Since Jan. 1, 343 children have entered the Guardian ad Litem program [in Buncombe County] — this means that 343 kids are alleged to have been abused/neglected and are in the court system. [Through] no fault of their own, these kids are typically removed from their homes and placed in foster care or a kinship placement. Why were they removed from the home? Maybe their parents abused substances, had untreated mental health [issues] or engaged in domestic violence — maybe it was a combination of these factors. Either way, it’s the kids who pay the ultimate penalty as their lives are uprooted; they often change school districts and are taken away from everything they know.
There are so many parties in a Department of Social Services abuse/neglect case: the judge, parents/caretakers, parents’ attorneys, DSS attorneys, GAL attorneys, investigative/in-home/foster care social workers — it’s easy to see how the kids get lost in the system.
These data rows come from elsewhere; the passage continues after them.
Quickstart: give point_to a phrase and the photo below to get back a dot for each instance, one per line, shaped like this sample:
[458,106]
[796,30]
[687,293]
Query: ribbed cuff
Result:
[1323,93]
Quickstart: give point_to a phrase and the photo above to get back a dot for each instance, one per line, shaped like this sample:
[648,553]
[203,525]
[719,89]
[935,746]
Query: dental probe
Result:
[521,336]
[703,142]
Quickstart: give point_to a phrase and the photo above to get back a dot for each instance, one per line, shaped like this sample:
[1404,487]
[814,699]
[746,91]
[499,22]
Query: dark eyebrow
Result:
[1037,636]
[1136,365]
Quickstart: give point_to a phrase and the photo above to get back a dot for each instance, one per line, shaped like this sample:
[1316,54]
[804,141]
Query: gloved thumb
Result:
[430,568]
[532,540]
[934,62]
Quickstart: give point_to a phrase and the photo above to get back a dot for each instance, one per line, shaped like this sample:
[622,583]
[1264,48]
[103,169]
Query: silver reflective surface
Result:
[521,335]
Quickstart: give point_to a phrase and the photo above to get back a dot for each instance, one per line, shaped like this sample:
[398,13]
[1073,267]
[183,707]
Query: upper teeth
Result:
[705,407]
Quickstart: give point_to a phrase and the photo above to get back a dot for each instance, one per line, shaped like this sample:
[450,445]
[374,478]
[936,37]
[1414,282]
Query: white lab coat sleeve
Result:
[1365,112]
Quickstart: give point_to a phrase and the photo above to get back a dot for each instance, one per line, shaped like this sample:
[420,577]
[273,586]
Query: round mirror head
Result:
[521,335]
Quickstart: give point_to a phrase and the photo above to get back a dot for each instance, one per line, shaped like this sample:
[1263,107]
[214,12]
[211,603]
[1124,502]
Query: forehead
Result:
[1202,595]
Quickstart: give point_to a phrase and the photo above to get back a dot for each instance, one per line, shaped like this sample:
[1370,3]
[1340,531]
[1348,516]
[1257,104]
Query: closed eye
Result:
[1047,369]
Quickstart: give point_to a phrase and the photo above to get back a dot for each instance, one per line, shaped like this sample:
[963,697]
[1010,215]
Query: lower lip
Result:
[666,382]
That’s where the role of the Guardian ad Litem comes in: to advocate and ensure the voice of the child is heard in court, that their wishes for permanency and best interest are made known to all parties.
With so many kids in the GAL program, our office is overwhelmed with cases, and we have a critical need for volunteers to represent children’s best interests in court. There is no experience necessary, and we provide all training and support. Being a GAL is a challenging and demanding role, but also incredibly rewarding as you literally ensure the child’s voice is heard in court throughout the life of the case.